Bush looking for new ways to pitch Social Security plan

WASHINGTON – (KRT) – President Bush is hoping that younger workers will breathe new life into his stalled plan for redesigning Social Security.

Lawmakers returning to Congress from their spring break say Bush’s efforts to build support for personal retirement accounts have fallen flat. At the halfway point in the administration’s “60 cities in 60 days” tour to promote change, Bush appears to be, at best, only marginally closer to his goal than when he launched the public-relations effort at the beginning of March.

Congressional leaders now talk openly about postponing action on Social Security until next year or dropping private investment accounts. Sen. Charles Grassley, R-Iowa, the chairman of the Senate Finance Committee, which would oversee the legislation, told reporters in his home state this week that Bush has less than a 50-50 chance of success.

“I think it’s a very heavy lift,” Grassley said.

Bush has made transforming Social Security his top domestic priority. He proposes to give workers the option of diverting up to 4 percentage points of their 12.4 percent payroll tax to fund private investment accounts. Any gains from successful investments in stocks and bonds in those accounts would offset cuts for those workers’ Social Security benefits. Many details remain hazy.

White House strategists are preparing a new appeal targeting younger workers, who tend to be more open to changes in the retirement program.
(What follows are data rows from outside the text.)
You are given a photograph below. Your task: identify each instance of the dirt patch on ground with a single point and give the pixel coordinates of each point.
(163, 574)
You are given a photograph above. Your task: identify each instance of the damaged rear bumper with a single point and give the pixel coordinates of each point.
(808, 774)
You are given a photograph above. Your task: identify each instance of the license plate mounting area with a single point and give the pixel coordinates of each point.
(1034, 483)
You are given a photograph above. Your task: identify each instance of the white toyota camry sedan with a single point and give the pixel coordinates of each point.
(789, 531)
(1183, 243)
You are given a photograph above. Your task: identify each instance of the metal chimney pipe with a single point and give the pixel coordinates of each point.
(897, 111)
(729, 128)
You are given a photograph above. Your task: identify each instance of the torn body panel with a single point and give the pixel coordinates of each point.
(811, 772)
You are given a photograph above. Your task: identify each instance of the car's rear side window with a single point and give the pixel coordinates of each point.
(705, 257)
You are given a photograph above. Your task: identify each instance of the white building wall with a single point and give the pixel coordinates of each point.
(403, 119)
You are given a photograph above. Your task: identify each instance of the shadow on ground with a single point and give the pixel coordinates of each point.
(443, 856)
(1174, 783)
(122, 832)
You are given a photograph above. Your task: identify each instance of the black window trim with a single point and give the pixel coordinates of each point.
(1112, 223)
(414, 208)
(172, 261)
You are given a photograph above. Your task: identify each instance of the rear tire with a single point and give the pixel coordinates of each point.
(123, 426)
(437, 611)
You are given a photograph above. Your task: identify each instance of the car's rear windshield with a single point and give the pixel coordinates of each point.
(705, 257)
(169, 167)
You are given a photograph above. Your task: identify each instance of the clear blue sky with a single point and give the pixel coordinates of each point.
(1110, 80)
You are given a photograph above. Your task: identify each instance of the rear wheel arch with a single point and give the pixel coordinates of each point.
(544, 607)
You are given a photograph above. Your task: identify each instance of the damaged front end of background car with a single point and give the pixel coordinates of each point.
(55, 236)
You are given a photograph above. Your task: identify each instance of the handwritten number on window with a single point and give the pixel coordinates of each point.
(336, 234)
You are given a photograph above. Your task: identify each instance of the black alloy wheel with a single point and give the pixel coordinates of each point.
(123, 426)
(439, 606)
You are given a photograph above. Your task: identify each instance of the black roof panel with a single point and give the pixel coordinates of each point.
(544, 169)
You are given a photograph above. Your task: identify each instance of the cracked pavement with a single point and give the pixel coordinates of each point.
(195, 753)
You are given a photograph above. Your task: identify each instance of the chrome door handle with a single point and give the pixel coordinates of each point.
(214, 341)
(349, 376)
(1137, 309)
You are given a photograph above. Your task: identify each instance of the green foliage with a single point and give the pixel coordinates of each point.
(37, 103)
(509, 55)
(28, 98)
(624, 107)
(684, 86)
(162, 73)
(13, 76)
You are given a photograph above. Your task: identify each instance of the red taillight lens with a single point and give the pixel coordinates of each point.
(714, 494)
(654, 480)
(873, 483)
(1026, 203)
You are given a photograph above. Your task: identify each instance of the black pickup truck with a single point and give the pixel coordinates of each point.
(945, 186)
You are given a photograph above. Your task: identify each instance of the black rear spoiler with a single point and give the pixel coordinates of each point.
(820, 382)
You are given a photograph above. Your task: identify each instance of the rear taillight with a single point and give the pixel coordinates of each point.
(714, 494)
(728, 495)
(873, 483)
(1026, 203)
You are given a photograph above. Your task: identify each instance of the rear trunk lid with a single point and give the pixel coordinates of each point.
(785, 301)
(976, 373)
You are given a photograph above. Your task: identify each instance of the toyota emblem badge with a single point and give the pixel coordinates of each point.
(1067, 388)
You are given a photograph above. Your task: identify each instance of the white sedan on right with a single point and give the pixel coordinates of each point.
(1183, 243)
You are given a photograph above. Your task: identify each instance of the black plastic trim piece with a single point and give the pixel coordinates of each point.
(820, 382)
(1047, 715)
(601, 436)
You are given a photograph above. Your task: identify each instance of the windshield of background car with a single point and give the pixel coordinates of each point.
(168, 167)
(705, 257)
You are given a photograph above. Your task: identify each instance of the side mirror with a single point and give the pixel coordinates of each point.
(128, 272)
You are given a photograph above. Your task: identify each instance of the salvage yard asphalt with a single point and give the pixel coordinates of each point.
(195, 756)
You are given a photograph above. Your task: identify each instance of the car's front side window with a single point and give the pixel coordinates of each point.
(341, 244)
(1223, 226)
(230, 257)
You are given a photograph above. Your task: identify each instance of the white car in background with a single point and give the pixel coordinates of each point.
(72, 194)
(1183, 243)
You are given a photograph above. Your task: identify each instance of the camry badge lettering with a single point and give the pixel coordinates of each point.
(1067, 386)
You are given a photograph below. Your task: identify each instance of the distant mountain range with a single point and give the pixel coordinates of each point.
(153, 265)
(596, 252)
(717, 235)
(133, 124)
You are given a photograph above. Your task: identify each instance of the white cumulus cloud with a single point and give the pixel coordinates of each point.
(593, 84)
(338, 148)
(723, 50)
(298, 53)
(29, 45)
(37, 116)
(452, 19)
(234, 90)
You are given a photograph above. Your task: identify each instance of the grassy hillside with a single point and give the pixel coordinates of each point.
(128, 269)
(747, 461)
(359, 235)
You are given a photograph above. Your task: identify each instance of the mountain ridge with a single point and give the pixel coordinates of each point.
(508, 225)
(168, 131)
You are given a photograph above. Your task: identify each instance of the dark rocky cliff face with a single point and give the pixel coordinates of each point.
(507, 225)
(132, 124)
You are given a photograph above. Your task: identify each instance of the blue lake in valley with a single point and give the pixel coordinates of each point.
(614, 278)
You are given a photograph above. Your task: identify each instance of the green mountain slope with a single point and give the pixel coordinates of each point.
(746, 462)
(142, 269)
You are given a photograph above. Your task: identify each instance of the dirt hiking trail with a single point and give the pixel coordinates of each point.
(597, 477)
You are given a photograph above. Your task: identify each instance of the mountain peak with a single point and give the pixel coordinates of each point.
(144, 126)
Ideas under consideration include sending the president to more events on college campuses or other venues with young people.

Youth-friendly events would give Bush a made-for-TV opportunity to make his case that younger workers would be better off relying on financial markets to build nest eggs for retirement than putting their faith in the current Social Security system.

The shift in emphasis, which is likely to become apparent within the next two weeks, is a follow-up to the current strategy of trying to reassure older Americans that they have nothing to fear from the president’s proposal. Bush has stressed for the past several weeks that Social Security retirement benefits wouldn’t change for Americans 55 and older.

Although tweaking the president’s message doesn’t seem to have made much difference, Bush and his advisers say their campaign to reshape Social Security is on track. Both sides agree that the president has succeeded at least in making Social Security a hot topic. Polls also show that most Americans agree with Bush that the system needs change, even if they don’t like his approach.

Bush acknowledges that personal accounts alone wouldn’t fix Social Security’s long-term solvency problems. He’s promised to work with Congress on other changes, including possible benefit cuts, to deal with the impending retirement of the aging baby boom generation.

“The American people have moved further along in understanding that there’s a problem. Does that mean that people (in Congress) are going to come back and say, `All my constituents are sold?’ No,” said White House spokeswoman Cathie Martin. “It’s incremental.”

Republican lawmakers who’ve withheld support from the president’s plan say they don’t feel any significant pressure from voters to back the White House.

Rep. Shelley Moore Capito, R-W.Va., said Bush’s plans for Social Security are “going to be a tough sell” in her state largely because of concerns about benefit cuts. Bush carried West Virginia in both of his presidential campaigns and supported Capito in her race for Congress.

“There’s concern, mostly by older people, that there’s too great a risk involved,” the congresswoman said in a telephone interview. Capito said she’s not about to endorse a proposal that may never come to a vote in Congress.

“I’m glad I’m undecided,” she said. “I don’t want to react to something that’s never going to come down the pike.”

For interest groups with stakes in the fight, Congress’ two-week spring break was a chance to pressure members in their home districts.

FreedomWorks, a group allied with Bush, sent its members “Easter recess action kits” that included talking points and sample questions for town-hall meetings.

AARP, the nation’s largest organization for seniors, has spent more than $5 million during the congressional break on ads attacking Bush’s private-accounts proposal.

Bush’s opponents think it’s only a matter of time before the president looks for a face-saving compromise.

“Clearly the public is not buying, and I don’t think Congress will buy, the private accounts,” said John Rother, AARP’s director of policy and strategy. Bush “has a long history of taking what he can get and declaring victory.”

But Rother said any attempt at a bipartisan plan to shore up Social Security would have to wait until Bush completes his 60-day tour at the end of April. By the end of this weekend, the president and other top administration officials will have visited 32 states for 108 Social Security-related events.

Bush will be on the road again Tuesday for a visit to Parkersburg, W.Va. He says he intends to “keep pounding on the issue” until he prevails.

© 2005, Knight Ridder/Tribune Information Services.